In einer am Freitag veröffentlichten Umfrage der App Blind wollten 42 Prozent der 180 Teilnehmenden das Unternehmen verlassen. Ein weiteres Viertel bleibe nur widerwillig. Über Blind können sich Angestellte über ihre Firmen-E-Mail registrieren und anschliessend anonym untereinander austauschen.

Zuvor hatte Musk seinen Angestellten bis Donnerstagabend (Ortszeit) per E-Mail ein Ultimatum gestellt. Sie mussten entscheiden, ob sie «lange Arbeitszeiten mit hoher Intensität» akzeptierten oder eine Abfindung von drei Monatsgehältern nehmen wollten. Laut der Nachrichtenagentur Reuters hat Twitter seine Mitarbeitenden zudem informiert, dass bis Montag die Büros geschlossen und Zugangskarten gesperrt sind. So blieben am Freitag die Tore von Twitter auch zu, die Zugangskarten wurden deaktiviert.

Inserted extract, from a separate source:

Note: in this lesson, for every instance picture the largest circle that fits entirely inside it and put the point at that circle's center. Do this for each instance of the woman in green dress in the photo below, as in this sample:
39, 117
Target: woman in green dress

«Um in Zukunft ein bahnbrechendes Twitter 2.0 aufzubauen und in einer zunehmend wettbewerbsorientierten Welt erfolgreich zu sein, müssen wir extrem hart sein», hiess es in der Botschaft mit dem Ultimatum. Musk kündigte zudem an, dass Twitter unter seiner Führung «viel ingenieursorientierter» sein werde.

Wer «Teil des neuen Twitters» sein wolle, musste auf einen entsprechenden Link drücken. «Welche Entscheidung auch immer Sie treffen, ich danke Ihnen für Ihre Bemühungen, Twitter erfolgreich zu machen», schrieb Musk. Eine Kopie der Nachricht, über die die «Washington Post» berichtete, wurde von Reuters geprüft. Eine Person, die die Nachricht bei Twitter erhalten hatte, bestätigte zudem deren Inhalt.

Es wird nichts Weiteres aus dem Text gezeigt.